Since we scaled by z-indices (number of standard deviations) in order to get the correlation, it follows that we can work backwards to get the slope of the line of the actual model (using the original, unscaled variables) by multiplying Pearson’s r by the standard deviation of y divided by the standard deviation of x (our rise / run scale):

> cor(data$x, data$y) * (sd_y/sd_x)
[1] 2.3

> coefficients(lm(y~x, data))
(Intercept)           x 
       18.5         2.3 

What if we have a (more realistic) dataset that has some errors added to it? Try running the following and you’ll see that the slope of the linear model going through the scaled-by-z-index data is the same as the Pearson’s R:

# Let's do less-than-perfect-fit.

errors <- sample(seq(-250,250, by = 0.5), 501, replace=TRUE) 


# Create some imperfect data.
# x grows in units of 1, y in units of 2.3.
imperfect_fit <- data.frame(x=0:500, 
                            y=seq(from = 18.5, by = 2.3, length.out = 501) +
                              errors)

# get a sample of our imperfect data
imperfect_data <- imperfect_fit[sample(1:501, 30),]

# What does our data look like?
plot <- ggplot(imperfect_data, aes(x,y)) +
  geom_point() + 
  coord_fixed(ratio = 1)
plot

# What if we wanted to plot in different units, like z-score
# (number of standard deviations from the mean)?
sd_imperfect_x <- sd(imperfect_data$x)
sd_imperfect_y <- sd(imperfect_data$y)
mean_imperfect_x <- mean(imperfect_data$x)
mean_imperfect_y <- mean(imperfect_data$y)

# What does our z-score scaled data look like?

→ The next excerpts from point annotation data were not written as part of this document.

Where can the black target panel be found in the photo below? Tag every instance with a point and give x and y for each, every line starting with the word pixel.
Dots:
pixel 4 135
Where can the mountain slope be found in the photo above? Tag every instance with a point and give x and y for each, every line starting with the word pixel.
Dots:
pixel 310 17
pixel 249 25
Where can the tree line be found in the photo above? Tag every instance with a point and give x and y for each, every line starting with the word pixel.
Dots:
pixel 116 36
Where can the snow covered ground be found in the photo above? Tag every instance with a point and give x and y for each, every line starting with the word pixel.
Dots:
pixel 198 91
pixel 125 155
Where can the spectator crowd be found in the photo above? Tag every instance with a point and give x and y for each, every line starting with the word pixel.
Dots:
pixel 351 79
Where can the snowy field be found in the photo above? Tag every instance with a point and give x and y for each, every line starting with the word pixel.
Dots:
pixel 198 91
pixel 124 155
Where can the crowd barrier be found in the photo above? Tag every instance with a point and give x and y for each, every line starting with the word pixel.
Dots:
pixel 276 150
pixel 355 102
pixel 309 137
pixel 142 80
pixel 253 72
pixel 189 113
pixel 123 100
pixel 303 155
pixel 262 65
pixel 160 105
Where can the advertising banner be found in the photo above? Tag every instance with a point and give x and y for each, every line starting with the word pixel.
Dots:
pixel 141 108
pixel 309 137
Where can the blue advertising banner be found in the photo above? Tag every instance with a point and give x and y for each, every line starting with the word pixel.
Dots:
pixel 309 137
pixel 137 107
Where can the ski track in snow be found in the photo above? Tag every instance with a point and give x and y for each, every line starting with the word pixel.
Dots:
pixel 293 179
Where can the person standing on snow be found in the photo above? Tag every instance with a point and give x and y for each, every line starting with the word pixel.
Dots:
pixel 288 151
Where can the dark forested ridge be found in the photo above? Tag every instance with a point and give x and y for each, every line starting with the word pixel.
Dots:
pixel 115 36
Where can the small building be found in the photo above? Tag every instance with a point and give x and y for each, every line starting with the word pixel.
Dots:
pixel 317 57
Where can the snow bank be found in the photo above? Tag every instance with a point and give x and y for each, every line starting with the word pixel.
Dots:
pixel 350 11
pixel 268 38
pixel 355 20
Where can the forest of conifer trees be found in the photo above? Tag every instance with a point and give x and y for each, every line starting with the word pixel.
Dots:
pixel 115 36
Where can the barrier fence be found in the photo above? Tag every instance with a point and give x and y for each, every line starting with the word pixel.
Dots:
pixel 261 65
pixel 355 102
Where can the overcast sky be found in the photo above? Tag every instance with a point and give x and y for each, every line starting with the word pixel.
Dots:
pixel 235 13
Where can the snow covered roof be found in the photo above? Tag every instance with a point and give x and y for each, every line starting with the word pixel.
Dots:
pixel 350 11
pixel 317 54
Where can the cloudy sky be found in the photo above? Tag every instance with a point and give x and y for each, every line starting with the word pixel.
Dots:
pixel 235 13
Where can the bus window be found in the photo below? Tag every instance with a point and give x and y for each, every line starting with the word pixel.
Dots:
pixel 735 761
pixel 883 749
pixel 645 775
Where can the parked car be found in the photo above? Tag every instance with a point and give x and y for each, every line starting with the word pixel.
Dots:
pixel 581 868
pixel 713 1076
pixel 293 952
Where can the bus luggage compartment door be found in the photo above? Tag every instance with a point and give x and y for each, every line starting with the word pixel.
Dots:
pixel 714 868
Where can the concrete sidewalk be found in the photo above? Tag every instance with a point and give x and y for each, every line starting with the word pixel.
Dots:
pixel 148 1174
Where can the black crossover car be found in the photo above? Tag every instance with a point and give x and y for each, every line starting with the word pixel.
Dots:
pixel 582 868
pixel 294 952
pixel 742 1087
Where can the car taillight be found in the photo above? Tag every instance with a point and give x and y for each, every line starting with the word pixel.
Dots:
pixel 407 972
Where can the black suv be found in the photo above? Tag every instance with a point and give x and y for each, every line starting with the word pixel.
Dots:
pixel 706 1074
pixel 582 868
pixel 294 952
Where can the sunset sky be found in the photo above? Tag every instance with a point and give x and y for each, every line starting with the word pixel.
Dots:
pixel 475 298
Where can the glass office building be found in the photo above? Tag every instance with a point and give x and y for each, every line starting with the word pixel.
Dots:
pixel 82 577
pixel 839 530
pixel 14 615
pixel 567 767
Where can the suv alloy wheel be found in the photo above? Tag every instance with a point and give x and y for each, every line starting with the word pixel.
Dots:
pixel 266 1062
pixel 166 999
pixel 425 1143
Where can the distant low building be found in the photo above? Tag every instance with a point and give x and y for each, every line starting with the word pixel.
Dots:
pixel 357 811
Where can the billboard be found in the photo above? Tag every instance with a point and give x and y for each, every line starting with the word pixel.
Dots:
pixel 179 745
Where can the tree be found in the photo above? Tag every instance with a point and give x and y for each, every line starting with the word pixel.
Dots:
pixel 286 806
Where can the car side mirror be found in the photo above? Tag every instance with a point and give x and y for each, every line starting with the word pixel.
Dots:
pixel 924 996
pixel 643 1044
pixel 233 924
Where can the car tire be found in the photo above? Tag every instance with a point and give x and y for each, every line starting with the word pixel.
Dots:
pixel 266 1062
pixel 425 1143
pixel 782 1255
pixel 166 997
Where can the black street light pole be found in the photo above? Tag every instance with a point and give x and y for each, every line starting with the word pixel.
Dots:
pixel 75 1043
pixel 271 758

imperfect_data_scaled <- data.frame(x = (imperfect_data$x-mean_imperfect_x)/sd_imperfect_x, 
                          y = (imperfect_data$y-mean_imperfect_y)/sd_imperfect_y)
plot <- ggplot(imperfect_data_scaled, aes(x,y)) +
  geom_point()  + 
  coord_fixed(ratio = 1)
plot

# What's the slope of this line?
coefficients(lm(y~x, imperfect_data_scaled))

# What's the pearson's r?
cor(imperfect_data$x, imperfect_data$y)

Pearson’s r is therefore a measure of how perfectly linear or inversely linear (1, -1) the change in two variables are, when considered in terms of their standard deviations (this scaling means that r means the same thing regardless of the scale of your variables). The relationship between Pearson’s r and the slope of your line in the model of your two variables is fairly straightforward.

Hopefully this gives you a bit more geometric intuition of the importance of Pearson’s r and how it relates to linear modeling!